In July 2018, the ACLU built a database of 25,000 publicly available arrest photos and used Amazon’s commercial facial recognition service, Rekognition, to compare every member of Congress against it. The test used the default confidence threshold (80%) — the same threshold Amazon’s documentation recommended for law enforcement use at the time.

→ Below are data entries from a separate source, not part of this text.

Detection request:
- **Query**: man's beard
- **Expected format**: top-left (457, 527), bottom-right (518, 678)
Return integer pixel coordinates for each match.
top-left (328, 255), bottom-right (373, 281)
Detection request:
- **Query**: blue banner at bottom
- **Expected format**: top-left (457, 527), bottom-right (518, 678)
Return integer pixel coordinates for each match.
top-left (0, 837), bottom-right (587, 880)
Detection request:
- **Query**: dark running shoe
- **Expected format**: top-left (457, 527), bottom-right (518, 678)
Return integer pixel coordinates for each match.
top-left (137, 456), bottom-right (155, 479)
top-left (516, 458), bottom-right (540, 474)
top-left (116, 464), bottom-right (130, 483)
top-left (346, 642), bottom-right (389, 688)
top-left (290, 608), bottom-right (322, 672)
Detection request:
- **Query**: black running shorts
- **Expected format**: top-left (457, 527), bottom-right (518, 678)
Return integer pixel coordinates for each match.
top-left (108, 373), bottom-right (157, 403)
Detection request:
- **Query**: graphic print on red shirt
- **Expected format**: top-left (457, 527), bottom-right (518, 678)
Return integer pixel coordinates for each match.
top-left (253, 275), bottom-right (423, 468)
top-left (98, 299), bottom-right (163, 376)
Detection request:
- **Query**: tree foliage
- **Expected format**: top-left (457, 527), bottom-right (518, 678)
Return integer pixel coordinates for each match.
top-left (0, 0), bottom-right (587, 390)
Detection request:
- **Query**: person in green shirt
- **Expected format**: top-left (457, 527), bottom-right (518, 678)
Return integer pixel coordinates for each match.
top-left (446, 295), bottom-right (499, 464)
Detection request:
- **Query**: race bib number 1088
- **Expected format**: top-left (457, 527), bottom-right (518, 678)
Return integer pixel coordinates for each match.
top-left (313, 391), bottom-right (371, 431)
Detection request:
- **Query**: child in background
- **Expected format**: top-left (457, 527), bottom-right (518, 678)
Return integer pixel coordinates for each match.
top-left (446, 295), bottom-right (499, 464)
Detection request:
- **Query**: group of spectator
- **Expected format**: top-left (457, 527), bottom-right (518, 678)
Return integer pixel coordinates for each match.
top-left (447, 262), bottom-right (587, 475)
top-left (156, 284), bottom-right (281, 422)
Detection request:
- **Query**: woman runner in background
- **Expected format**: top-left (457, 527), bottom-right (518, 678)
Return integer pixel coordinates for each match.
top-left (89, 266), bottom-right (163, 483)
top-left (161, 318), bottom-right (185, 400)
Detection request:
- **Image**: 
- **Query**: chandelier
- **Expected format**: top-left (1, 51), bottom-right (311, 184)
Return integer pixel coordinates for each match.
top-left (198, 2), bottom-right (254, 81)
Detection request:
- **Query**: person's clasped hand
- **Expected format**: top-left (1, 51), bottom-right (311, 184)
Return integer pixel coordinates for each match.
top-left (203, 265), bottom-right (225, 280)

Rekognition flagged 28 sitting members of Congress as matching criminals in the arrest database. All 28 were false positives.

The Bias Problem

The errors were not evenly distributed. Twenty-eight of 535 members is a roughly 5% false positive rate — but among the 28 misidentified, 11 were people of color, representing about 39% of the false matches despite making up only around 20% of Congress at the time.

The pattern mirrored findings from independent academic research: facial recognition systems trained primarily on lighter-skinned faces consistently perform worse on darker-skinned faces, particularly women of color. A 2018 MIT study by Joy Buolamwini and Timnit Gebru found commercial face analysis systems misclassified darker-skinned women at error rates up to 34%, versus less than 1% for lighter-skinned men.

Amazon’s Defense

Amazon pushed back on the ACLU’s methodology, arguing that law enforcement deployments should use a 99% confidence threshold, not the default 80%. The ACLU countered that Amazon’s own documentation did not make this distinction clear for policing applications, and that real-world deployments would not necessarily use higher thresholds.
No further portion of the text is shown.